Ada hantu loh, Naruto. Di gudang akademi. Hantu itu cuma mengincar cewek cantik.

Mulut Naruto ternganga. Sesaat, wajah Sakura muncul di kepalanya. "Sakura-chan berada di dalam bahaya!" Naruto berteriak kencang. Dia meloncat dari tempat duduknya dan menatap kesana kemari dengan panik. Tidak ada siapa-siapa di sini. Itachi dan Sasuke sedang latihan di hutan. Mikoto sedang memasak.

Bibir Naruto bergetar. Sosok hantu berambut panjang yang mengejar Sakura membuat wajah Naruto menjadi pucat. "Uhh, uhh…" Bocah itu mengerang, mencengkeram jaketnya. Dia tidak tahu apa yang harus dia lakukan. Hari semakin gelap. Ayahnya masih ada di kantor jam segini. "Bagaimana ini?" Mata Naruto terasa perih. Air matanya mulai menetes. Dia sangat ketakutan. Dia tidak tahu apa yang harus dia lakukan.

Naruto. Lelaki yang hebat itu selalu melindungi cewek yang dia sukai.

Suara Kushina yang muncul di kepalanya membuat Naruto menggigit bibir. Bocah berambut pirang itu mengusap matanya berkali-kali, menghapus semua air mata yang tersisa. "Sakura-chan! Aku akan melindungimu!" Setelah menjerit kencang, bocah yang takut akan hantu itu berlari menuju akademi.

xxx

Sakura menatap gudang akademi dengan tatapan kosong. Dia tidak tahu Iruka menyimpan kunai di kotak yang mana. Mata emerald-nya melirik kesana-kemari, mencari kunai. "Ah, itu?" Sakura tersenyum lebar ketika melihat pisau-pisau baja di atas lemari. Gadis mungil itu cepat-cepat meraih kursi terdekat, berjinjit di atas kursi itu, berusaha untuk mencapai kunai di depannya. "Enggh…! Sedikit lagi!" Sakura melompat-lompat. Ketika jarinya berhasil meraih kunai terdekat, Sakura menyeringai girang. Tanpa sadar, kursi yang diinjaknya itu terbalik, membuat Sakura menjerit.

xxx

"Sa-Sakura-chan?" Setelah berlari sekuat tenaga, Naruto berhasil masuk ke dalam akademi dalam waktu singkat. Namun, bocah pirang itu sama sekali tidak tahu Sakura ada di mana. "Saku-Sakura-chan?" Naruto berbisik-bisik di dalam kegelapan. Kakinya bergetar karena takut membuat suara. Seluruh lampu di akademi sudah dimatikan, membuat lorong akademi menjadi gelap gulita.
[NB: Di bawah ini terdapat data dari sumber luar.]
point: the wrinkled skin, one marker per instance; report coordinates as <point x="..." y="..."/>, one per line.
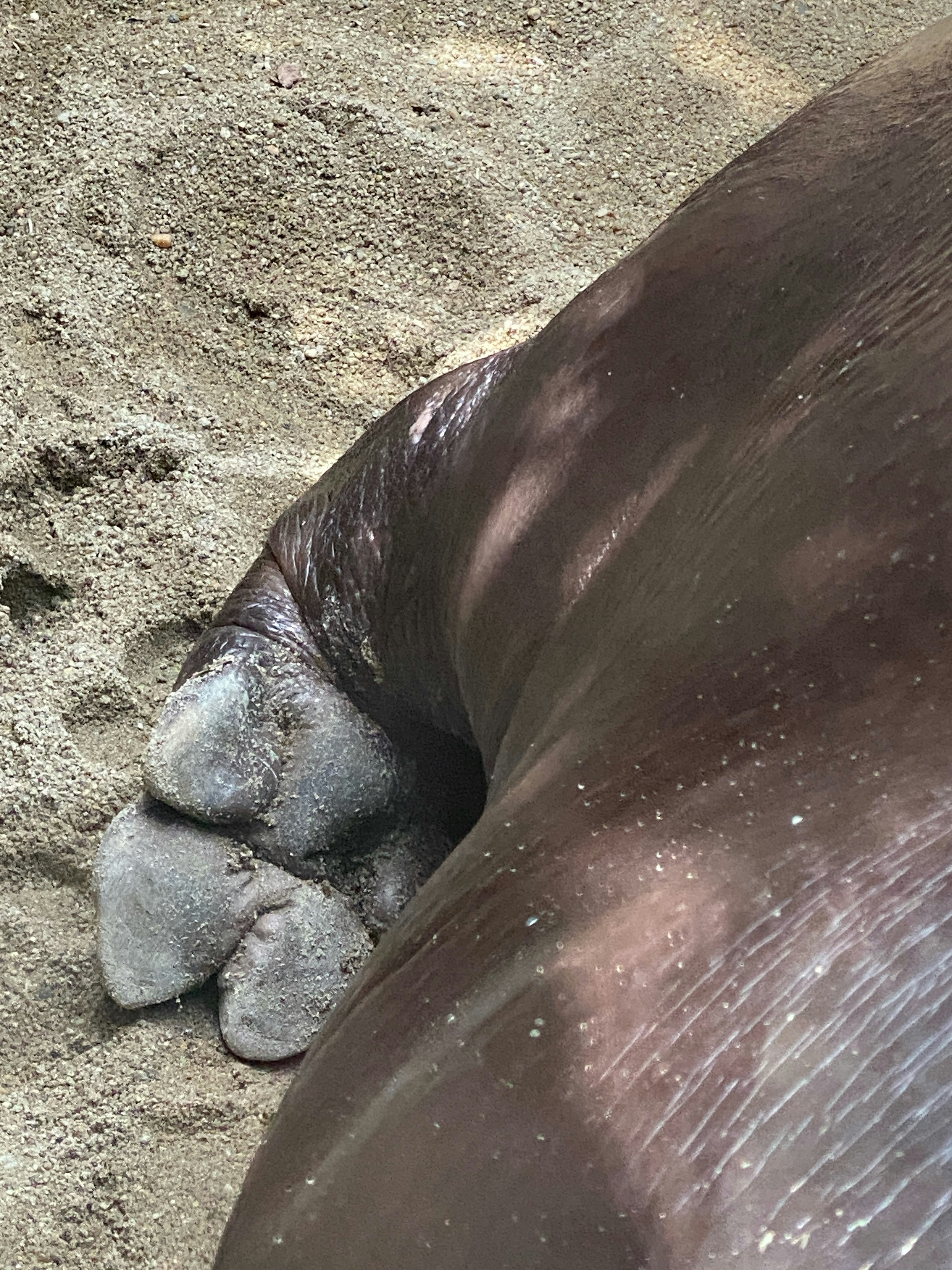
<point x="680" y="574"/>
"Sakura-chan!" Naruto kembali mendesis. Bocah itu takut kalau suaranya akan membangunkan hantu yang sedang tidur. Naruto membuka pintu ruangan kelasnya, berjalan masuk ke dalam dengan mengendap-entap. Tanpa sadar, dia tersandung kursi sehingga dia langsung terjatuh. Wajahnya mendarat di lantai dengan sempurna.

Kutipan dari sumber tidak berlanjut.